The voice of the pilot Liegeus--whom she had deduced was considerably more than a pilot--rose to her from below, soft and deep and patient.
“Every day at noon you are to come out onto this terrace and stand for fifteen minutes in full sunlight. This is a standing order.”
He walked out to where she could see him, clothed in a many-pocketed gray lab coat with his long dark hair pulled out of the way with ornamental sticks. He was a middle-size man, slight beside the synthdroid's powerful height and bulk. Ashgad must have been trying to impress someone--probably the local population--when he ordered these creatures, Leia thought. The muscular bulk was purely ornamental.
Their hydraulic joints had the limitless, terrifying strength of droids, and would have had they been the size and shape of Ewoks.

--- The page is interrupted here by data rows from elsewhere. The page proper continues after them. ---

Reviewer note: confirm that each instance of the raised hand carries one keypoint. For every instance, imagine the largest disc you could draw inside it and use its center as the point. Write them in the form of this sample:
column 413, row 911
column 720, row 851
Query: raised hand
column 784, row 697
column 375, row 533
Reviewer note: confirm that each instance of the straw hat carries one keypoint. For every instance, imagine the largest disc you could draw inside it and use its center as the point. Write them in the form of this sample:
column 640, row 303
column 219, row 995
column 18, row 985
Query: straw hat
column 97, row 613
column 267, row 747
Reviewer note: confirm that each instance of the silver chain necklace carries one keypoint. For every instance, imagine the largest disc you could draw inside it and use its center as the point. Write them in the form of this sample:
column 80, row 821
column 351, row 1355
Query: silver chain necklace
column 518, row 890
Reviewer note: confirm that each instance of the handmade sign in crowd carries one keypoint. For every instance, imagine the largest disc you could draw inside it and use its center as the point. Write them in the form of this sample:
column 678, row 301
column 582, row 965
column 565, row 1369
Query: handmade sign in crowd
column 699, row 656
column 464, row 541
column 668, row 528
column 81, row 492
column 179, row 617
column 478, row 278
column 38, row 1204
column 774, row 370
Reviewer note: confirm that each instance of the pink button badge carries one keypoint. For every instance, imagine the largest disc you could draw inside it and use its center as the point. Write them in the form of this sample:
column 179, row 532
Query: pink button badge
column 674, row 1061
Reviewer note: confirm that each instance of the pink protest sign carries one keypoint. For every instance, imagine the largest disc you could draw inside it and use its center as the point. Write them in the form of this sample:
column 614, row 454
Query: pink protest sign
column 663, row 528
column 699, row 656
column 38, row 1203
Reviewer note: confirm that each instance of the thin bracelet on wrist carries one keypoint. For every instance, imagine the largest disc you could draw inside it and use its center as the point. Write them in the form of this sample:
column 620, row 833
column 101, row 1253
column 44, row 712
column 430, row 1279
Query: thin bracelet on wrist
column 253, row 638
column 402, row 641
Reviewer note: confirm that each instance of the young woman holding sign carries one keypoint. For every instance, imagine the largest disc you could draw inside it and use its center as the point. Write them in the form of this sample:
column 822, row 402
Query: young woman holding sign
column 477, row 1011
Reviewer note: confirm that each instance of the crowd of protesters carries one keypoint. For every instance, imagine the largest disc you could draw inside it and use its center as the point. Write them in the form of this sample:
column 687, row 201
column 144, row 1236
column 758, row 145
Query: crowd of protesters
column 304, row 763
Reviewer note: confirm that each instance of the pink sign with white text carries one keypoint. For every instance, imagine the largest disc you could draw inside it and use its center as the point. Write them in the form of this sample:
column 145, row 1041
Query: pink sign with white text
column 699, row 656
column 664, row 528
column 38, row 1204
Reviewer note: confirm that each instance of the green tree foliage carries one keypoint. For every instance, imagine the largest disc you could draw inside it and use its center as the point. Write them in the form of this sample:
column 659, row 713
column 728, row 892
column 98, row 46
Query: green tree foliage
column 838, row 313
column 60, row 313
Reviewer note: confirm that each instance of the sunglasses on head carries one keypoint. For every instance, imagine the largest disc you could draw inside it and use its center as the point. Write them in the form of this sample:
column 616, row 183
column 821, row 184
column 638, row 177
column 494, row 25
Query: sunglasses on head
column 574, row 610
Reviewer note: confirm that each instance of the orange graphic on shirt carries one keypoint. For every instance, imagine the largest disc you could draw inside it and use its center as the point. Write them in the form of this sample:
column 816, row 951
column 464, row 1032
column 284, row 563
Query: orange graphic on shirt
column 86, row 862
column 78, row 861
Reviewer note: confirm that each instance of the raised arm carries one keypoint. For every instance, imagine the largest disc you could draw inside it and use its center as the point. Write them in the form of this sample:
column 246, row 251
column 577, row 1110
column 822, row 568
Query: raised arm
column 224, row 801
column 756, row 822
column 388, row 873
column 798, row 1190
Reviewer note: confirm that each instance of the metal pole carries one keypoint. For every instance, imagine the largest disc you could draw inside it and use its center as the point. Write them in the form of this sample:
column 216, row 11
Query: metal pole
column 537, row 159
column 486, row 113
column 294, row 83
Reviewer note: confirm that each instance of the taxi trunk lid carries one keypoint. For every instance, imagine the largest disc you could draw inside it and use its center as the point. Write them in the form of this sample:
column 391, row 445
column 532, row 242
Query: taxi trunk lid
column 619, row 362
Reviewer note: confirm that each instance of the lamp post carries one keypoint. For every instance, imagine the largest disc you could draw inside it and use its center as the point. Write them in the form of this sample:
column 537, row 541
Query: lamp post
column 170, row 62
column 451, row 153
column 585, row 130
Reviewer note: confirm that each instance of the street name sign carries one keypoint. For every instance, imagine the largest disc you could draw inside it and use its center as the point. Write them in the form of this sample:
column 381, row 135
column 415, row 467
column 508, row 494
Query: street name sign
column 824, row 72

Liegeus took the synthdroid's hand, stripped open the sleeve-placket, and examined its arm. Leia could smell the decaying flesh.
“You're quick to give orders,” murmured the soft voice of Dzym, out of sight within the shadows of the house.
Liegeus turned his head sharply. Leia could see his face, though she was too far away to read any expression. Still, even hazy with the drug, she could feel his fear. It was in his voice, as he said, "These synthdroids are my workers and assistants. They don't die of the Death Seed but over a period of time their flesh dies. I won't have you . .
."
“You won't have me what? Dzym spoke slowly, a deadly silence framing each word. ”You would prefer that the plague went aboard those ships in your body rather than those of their fellows?"
Liegeus backed a pace, farther into the zone of the sunlight, and his hand moved almost unconsciously up to his chest, as if to massage away some cold, sinking pain.
“You would prefer that I took a little pleasure, a little sustenance, at your expense rather than theirs?” Dzym went on, and his voice sank still further. Leia could feel his presence, as though Death itself stood out of sight below her balcony, where the shadow lay- thick. “I was promised, little key tapper. I was promised, and I have yet to receive the payment for those things that only I can do. You remember that there are many hours in a day', and only half of them are hours of light.”
He must have gone then, because Liegeus relaxed. But he stood for a long time in the sunlight, and even from the distance of the upper terrace, Leia could see that he trembled.
He was still shaky when he came up to her room, only a few minutes later. He must have come directly from the terrace, she thought, when she heard the door chime sound softly--Liegeus was the only one who ever used the door chime. Ashgad, and the synthdroids who brought her water and food, simply came in. She thought about going into the chamber to greet him, but somehow couldn't come up with the motivation.
Cold as it was outside, and uncomfortable with the bitter dryness of the air, she found the sunlight soothing. So she re mained curled up on the permacrete bench, wrapped in the quilt from her bed and the now-rather-scuffed red velvet robe, watching him as he looked around the room for her, checked the water pitcher, and then, turning, saw her.
He always checked the water pitcher. They all did. Leia was rather proud of herself for finding a place on the terrace rail where it could be poured out, to make it look as if she were drinking the stuff. In the hyperdry climate she had been flirting for days with dehydration and had a headache now most of the time, but it was the only way to keep her mind even a little clear. Since the first day she had been trying to figure out a way of tapping the pipes that supplied the internal mist fields that made the house livable or of distilling some of the moisture from the air, but the drug in her system made it difficult to actually do anything. She'd think of solutions and then discover with a slight feeling of surprise that she'd been sitting staring at nothing for two or three hours.